Non-paying customers directly affect the potential success of any business, but most especially small businesses. A growing trend in most industries is customers paying invoices late, or worse still, not paying at all. Every year accountants deal with many businesses in financial difficulty mostly because their invoices remain unpaid, or are paid well outside acceptable time frames.
The domino effect
Healthy cash flow is crucial to every business. When money is tied up in overdue receivables, owners can find themselves under pressure to meet their own expenses.
Small business owners chasing debts when they themselves cannot pay their own debts is a recipe for disaster. Pressure from creditors will make it difficult for a business owner to make effective decisions on receivables management and remain professional, which in turn may result in lost clients as well as not collecting the cash.
Check ahead
Regular follow-up of outstanding amounts is a costly exercise and poor use of time better spent on growing a business. The stress of running a business is compounded by having to follow up non-paying customers. Any business owner is smart to be comfortable with the financial health of a customer before providing credit – it’s best if they can obtain formal references from other businesses and financial institutions.
How accountants can help
If your clients let late payments become acceptable, close review of collection processes is necessary. When they have particular customers which are difficult to work with and constantly fail to pay their debts on time, ask them:
- Are you actually making a profit from this account?
- Is this the type of client you want to continue to work with?
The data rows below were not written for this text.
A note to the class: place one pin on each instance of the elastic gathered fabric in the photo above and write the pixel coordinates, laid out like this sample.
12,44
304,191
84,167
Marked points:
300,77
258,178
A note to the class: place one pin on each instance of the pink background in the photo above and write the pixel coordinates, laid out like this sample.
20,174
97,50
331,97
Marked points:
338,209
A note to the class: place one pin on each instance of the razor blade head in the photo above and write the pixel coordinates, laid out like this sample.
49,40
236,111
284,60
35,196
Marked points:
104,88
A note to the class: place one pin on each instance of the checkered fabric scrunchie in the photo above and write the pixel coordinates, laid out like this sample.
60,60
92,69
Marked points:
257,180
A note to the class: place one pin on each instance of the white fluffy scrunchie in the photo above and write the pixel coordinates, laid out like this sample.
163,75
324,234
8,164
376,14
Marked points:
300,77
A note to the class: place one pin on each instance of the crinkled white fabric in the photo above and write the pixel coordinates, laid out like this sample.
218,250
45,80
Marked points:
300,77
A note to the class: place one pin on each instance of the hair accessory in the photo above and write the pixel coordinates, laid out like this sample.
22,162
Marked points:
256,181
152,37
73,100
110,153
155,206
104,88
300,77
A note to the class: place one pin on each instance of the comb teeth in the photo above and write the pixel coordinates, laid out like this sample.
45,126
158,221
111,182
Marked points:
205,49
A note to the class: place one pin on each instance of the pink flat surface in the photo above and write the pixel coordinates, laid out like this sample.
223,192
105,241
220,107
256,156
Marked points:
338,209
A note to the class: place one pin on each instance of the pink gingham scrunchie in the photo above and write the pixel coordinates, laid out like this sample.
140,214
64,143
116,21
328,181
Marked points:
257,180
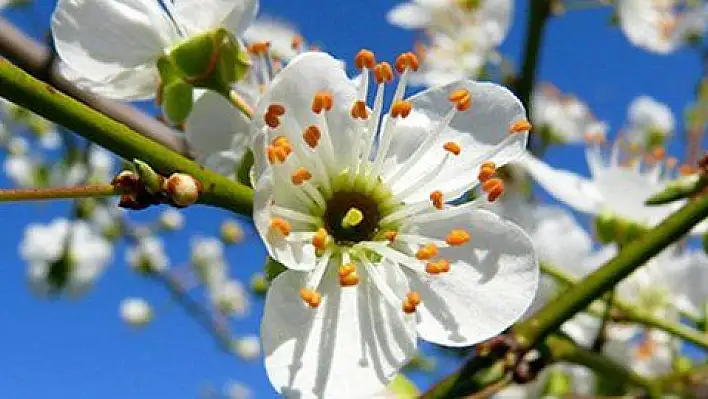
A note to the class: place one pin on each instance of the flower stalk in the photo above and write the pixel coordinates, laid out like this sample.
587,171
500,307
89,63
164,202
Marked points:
22,89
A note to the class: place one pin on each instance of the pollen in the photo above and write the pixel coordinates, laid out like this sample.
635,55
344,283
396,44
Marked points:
461,98
364,59
427,252
407,61
452,147
401,109
457,237
441,266
281,225
320,239
311,297
312,136
322,100
436,197
494,188
486,171
359,110
520,126
348,276
383,73
260,47
300,176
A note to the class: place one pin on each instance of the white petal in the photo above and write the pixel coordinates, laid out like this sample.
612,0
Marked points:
492,280
295,87
576,191
479,131
99,38
409,16
351,346
204,15
214,126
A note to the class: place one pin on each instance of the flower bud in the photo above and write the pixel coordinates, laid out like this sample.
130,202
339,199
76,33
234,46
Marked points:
182,189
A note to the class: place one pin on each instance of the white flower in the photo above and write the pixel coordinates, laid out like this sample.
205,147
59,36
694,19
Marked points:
148,255
111,46
64,255
567,119
248,347
355,207
135,312
661,26
650,122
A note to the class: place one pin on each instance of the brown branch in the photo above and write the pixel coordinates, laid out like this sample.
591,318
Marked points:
37,60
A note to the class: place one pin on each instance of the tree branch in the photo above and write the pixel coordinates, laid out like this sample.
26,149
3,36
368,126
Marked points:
38,61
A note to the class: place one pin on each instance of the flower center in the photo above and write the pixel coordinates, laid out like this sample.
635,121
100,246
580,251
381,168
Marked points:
351,217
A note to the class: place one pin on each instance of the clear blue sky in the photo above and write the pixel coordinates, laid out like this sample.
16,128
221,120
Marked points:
80,349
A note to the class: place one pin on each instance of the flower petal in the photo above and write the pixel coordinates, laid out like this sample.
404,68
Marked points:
492,279
100,38
202,15
350,346
214,126
482,132
576,191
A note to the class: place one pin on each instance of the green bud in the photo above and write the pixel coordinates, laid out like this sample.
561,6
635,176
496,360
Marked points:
177,101
150,178
273,269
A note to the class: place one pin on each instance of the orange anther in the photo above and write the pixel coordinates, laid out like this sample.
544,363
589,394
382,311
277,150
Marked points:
436,197
296,42
520,126
364,59
259,47
494,188
457,237
359,110
322,100
427,252
281,225
390,235
300,176
312,136
311,297
276,154
405,61
383,72
401,108
320,239
486,171
452,147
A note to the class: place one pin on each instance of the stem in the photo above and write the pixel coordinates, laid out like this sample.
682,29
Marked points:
563,349
554,314
38,60
49,193
41,98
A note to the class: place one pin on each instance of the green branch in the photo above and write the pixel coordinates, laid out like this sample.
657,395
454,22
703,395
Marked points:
41,98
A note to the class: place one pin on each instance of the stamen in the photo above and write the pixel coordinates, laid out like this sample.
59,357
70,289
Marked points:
427,252
436,197
494,188
311,297
364,59
521,126
359,110
486,171
352,218
322,100
320,239
452,147
301,175
457,237
281,225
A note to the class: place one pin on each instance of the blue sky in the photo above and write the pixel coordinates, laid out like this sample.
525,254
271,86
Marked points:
76,349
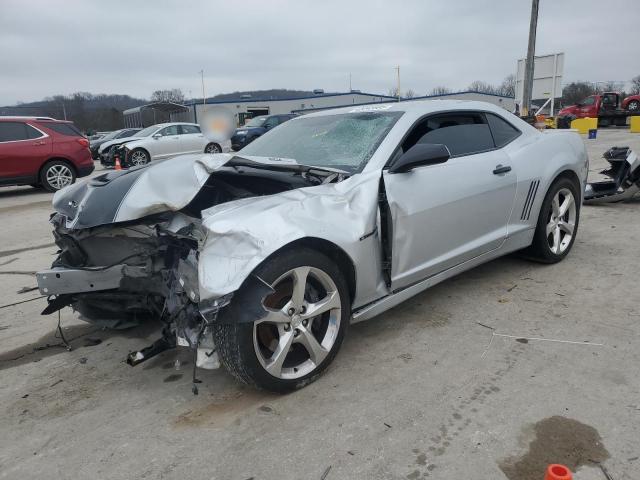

Problems can quickly manifest when issues with paperwork cause unnecessary delays. Your clients have worked hard to generate income – don’t let paperwork issues and processes let them down.
Problem warning signs?
Indicators you can share with small business clients include:
- customers reluctant to provide information – no references, no ABN, limited documentation
- a customer disputing credit terms after goods or services have been delivered
- a customer beginning to pay by instalments invoices that would have previously been paid in full and on time
- a customer returning goods for a refund where there is clearly no fault with the product
- a customer not returning phone calls or emails where they would have previously responded
- a customer raising unfounded disputes long after delivery and beyond normal payment time.